Okay. Devin, look, as we've said for some time, our focus for 2014 is achieving our 25% margin target. We continue to be highly focused on that. Obviously to the extent that our business improves and there is additional revenues. We have the choice of continuing to invest in our business or adding to margin. And if we're in that fortunate position as we get closer to year end, we'll give people more thoughts on that.

Devin Ryan - JMP Securities

Okay, fair enough. And then maybe with respect to that investment; are you guys adding MDs right now? And what areas are you adding and where would you like to add as you're thinking about the next few quarters and into next year?

Ken Jacobs

I think as we pointed out last year, we were [carrying] (ph) a little bit about our investment this year towards -- a little bit more of our investment this year towards the Asset Management side of the business. And I think you can see from some of the recent announcements that we've been quite active there. We've added a media team in the Middle East. We've added a team in Singapore, and just recent in the last couple of days we've made a few additional announcements about some capabilities that we brought in on the Asset Management side. We continue to selectively hire on the advisory side, but we have a wonderful built out, fully built out platform on the advisory side, so we remain selective.

Devin Ryan - JMP Securities

Okay, great. And then just lastly with respect to the M&A backdrop, I appreciate the commentary around Europe and your leverage to a recovery there. Is there any way to put any contacts around where you think we are in the U.S. in terms of what inning we are in, in the recovery versus maybe where Europe is and their recovery, just to have some perspective of Europe versus the U.S. just from your view?

Ken Jacobs

Sure. In our view, this cycle probably kicked in, in the U.S. sometime last summer/last fall. In Europe, probably six to nine months later, probably beginning of this year it's begin to pick up in Europe at least for us. And again, it's a function really of the three things that from our experience drive an M&A cycle, it's financing, evaluation, and sentiment or confidence. The first two evaluation in financing have pretty much been in place since the crisis in the U.S. In Europe financings have improved over the last couple of years and evaluations remain pretty reasonable.
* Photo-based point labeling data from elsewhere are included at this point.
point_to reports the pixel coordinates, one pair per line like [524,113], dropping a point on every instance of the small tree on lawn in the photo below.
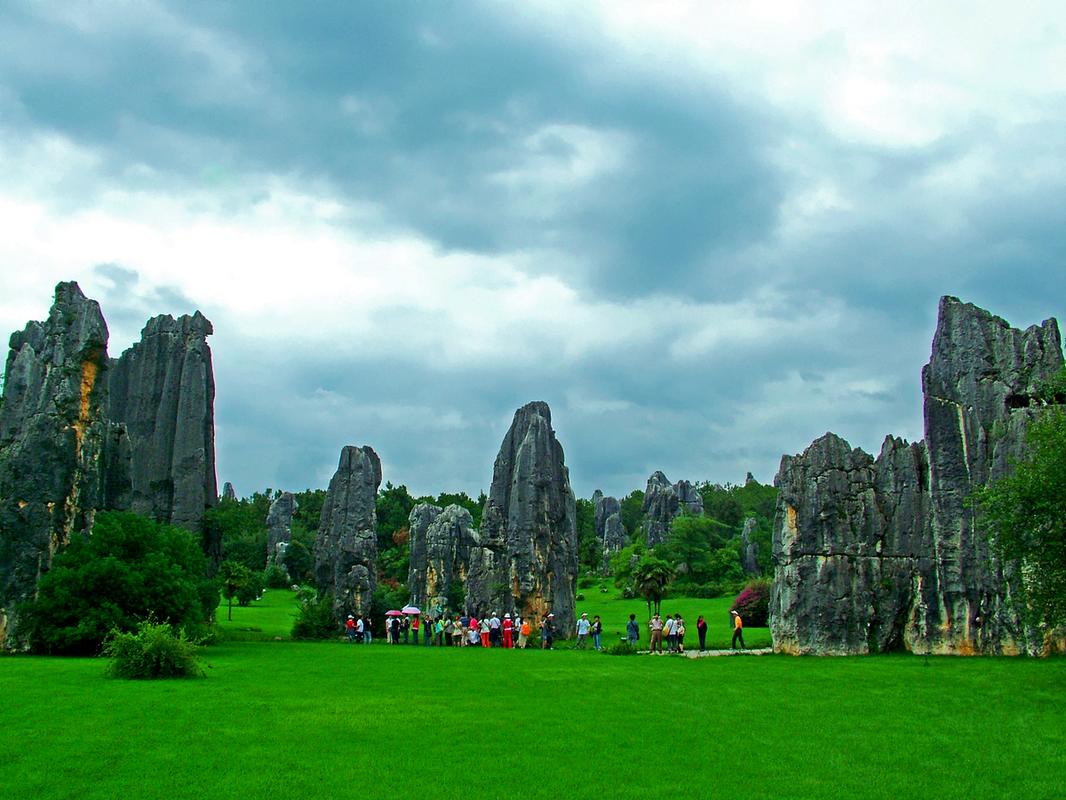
[650,577]
[235,577]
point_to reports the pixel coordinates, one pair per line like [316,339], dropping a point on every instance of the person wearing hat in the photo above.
[583,626]
[509,632]
[738,630]
[548,630]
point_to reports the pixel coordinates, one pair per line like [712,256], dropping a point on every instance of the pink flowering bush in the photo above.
[753,604]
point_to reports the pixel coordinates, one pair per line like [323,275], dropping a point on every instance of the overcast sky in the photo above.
[704,233]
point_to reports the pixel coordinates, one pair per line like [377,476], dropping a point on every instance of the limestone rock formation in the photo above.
[440,543]
[54,441]
[162,389]
[279,527]
[345,548]
[748,548]
[609,527]
[527,557]
[874,555]
[663,501]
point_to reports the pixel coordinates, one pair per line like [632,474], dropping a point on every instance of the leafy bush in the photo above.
[753,604]
[129,570]
[315,619]
[620,649]
[275,577]
[154,651]
[251,590]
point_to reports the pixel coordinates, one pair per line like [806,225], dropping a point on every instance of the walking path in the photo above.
[714,653]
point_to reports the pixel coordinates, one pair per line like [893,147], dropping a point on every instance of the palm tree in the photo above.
[650,578]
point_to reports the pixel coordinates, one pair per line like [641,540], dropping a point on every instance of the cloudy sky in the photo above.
[704,233]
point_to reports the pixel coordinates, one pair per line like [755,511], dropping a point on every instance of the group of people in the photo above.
[464,630]
[673,629]
[467,630]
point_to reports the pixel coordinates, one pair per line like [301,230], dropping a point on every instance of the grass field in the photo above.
[281,719]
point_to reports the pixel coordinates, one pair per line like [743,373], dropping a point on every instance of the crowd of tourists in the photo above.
[509,633]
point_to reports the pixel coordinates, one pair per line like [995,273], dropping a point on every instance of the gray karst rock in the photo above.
[440,544]
[609,527]
[527,557]
[663,501]
[279,527]
[978,388]
[879,555]
[162,389]
[345,548]
[748,548]
[53,442]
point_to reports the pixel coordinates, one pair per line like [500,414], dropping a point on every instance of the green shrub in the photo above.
[129,570]
[315,619]
[154,651]
[251,590]
[620,649]
[275,577]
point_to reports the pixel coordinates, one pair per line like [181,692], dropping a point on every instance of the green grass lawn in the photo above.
[283,719]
What's improved in the U.S. earlier than in Europe was the confidence in the macroeconomic environment, and the improvements in the macroeconomic environments. We always felt it wasn't until the macroeconomic environment was stable and people believed it was improving that you would really have a shift in sentiment that probably happened sometime last summer and into the early fall in the U.S. I think the stability in -- today we are probably seeing more stability in the macro environments in Europe than we've seen since the crisis, and that's contributing to the improvement in sentiment in Europe right now. That's why we are feeling a little bit better about the European M&A environment than we did a year ago.

Devin Ryan - JMP Securities

Okay, great. I'll leave it there. Congrats on the strong quarter.

Ken Jacobs

Thank you.

Operator

And next we'll hear from Alexander Blostein with Goldman Sachs.
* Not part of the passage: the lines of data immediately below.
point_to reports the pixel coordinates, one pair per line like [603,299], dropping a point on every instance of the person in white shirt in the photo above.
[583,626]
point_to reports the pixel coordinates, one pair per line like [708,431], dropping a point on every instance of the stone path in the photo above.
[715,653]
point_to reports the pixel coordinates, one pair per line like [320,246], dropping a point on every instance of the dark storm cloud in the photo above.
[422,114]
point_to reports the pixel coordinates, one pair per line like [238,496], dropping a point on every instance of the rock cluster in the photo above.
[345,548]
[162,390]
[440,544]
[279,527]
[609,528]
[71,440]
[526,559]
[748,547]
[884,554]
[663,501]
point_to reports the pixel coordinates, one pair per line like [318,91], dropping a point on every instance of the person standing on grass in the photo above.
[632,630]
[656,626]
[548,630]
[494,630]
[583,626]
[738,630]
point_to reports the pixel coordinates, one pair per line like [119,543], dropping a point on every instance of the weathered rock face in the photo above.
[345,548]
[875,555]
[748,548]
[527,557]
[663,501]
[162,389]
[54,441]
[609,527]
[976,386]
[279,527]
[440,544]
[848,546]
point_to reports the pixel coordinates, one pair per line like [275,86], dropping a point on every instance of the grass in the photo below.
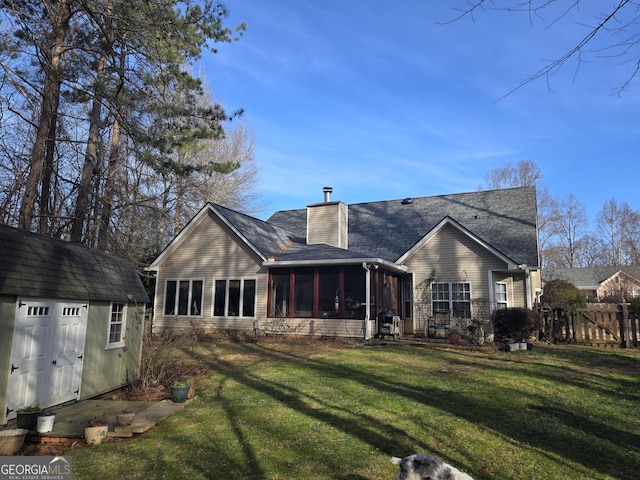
[279,409]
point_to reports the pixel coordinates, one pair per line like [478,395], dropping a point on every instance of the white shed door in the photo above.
[47,352]
[68,353]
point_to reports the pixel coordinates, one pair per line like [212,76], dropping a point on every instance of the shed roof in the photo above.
[42,267]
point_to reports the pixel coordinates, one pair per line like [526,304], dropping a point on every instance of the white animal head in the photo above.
[426,467]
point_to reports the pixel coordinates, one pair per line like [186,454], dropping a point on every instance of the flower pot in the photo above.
[12,440]
[125,418]
[179,393]
[95,435]
[45,423]
[27,420]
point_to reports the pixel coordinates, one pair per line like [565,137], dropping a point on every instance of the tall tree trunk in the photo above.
[44,143]
[109,188]
[90,156]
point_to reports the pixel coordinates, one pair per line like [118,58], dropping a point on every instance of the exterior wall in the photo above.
[211,251]
[7,317]
[108,369]
[516,288]
[451,256]
[330,327]
[328,223]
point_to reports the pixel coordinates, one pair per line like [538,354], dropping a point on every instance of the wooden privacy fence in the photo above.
[600,325]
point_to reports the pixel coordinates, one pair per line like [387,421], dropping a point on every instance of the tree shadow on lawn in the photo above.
[524,426]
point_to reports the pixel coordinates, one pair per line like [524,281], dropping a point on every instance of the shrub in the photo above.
[516,323]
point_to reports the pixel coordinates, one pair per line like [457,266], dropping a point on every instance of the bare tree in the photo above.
[524,174]
[570,226]
[613,26]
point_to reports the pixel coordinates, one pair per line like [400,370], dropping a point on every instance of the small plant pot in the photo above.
[27,420]
[45,423]
[179,393]
[512,347]
[95,435]
[12,440]
[125,418]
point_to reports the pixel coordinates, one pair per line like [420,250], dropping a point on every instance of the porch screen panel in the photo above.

Alexander Blostein - Goldman Sachs

Great. Good morning, everyone. Ken, I wanted to spend a minute on the competitive dynamics and the M&A space today. It looks like you guys have picked up considerable market share in the U.S. relative to where you were in the prior cycle. Part of that maybe just because from the issues with the banks, part of that maybe from longer term talents for the independent advisors. But curious to hear how you think the competitive dynamic will evolve in Europe and whether or not we could see similar type of market share gains for you guys especially looking at the fact that it still seems like European banks are still in a little bit more pressure?

Ken Jacobs

Look, it's still early in this cycle in Europe, so it's kind of hard to know how this is going to play out. But what I think distinguishes us at the moment and hopefully for some time and is probably the mode around our Financial Advisory business is this mix of concentration of senior expertise which matches the best of the large firms, and distinguishes us from virtually all of our independent competitors.

Second is a global franchise that has strong local roots wherever we compete which is really critical to being successful in the advisory business. Then a range of capabilities across industry groups and also different areas of the advisory practice, so not only M&A but capital structure, balance sheet, shareholder relations and all of this being able to be applied on a coordinated basis is really I think what allows us to do a better job covering some of the larger companies and to really participate in some of these very complex transactions in the leadership role. I think it's that combination, the senior expertise, the global/local that is these deep roots locally and a global franchise with this breadth of capabilities across industry, that's the most in our business right now.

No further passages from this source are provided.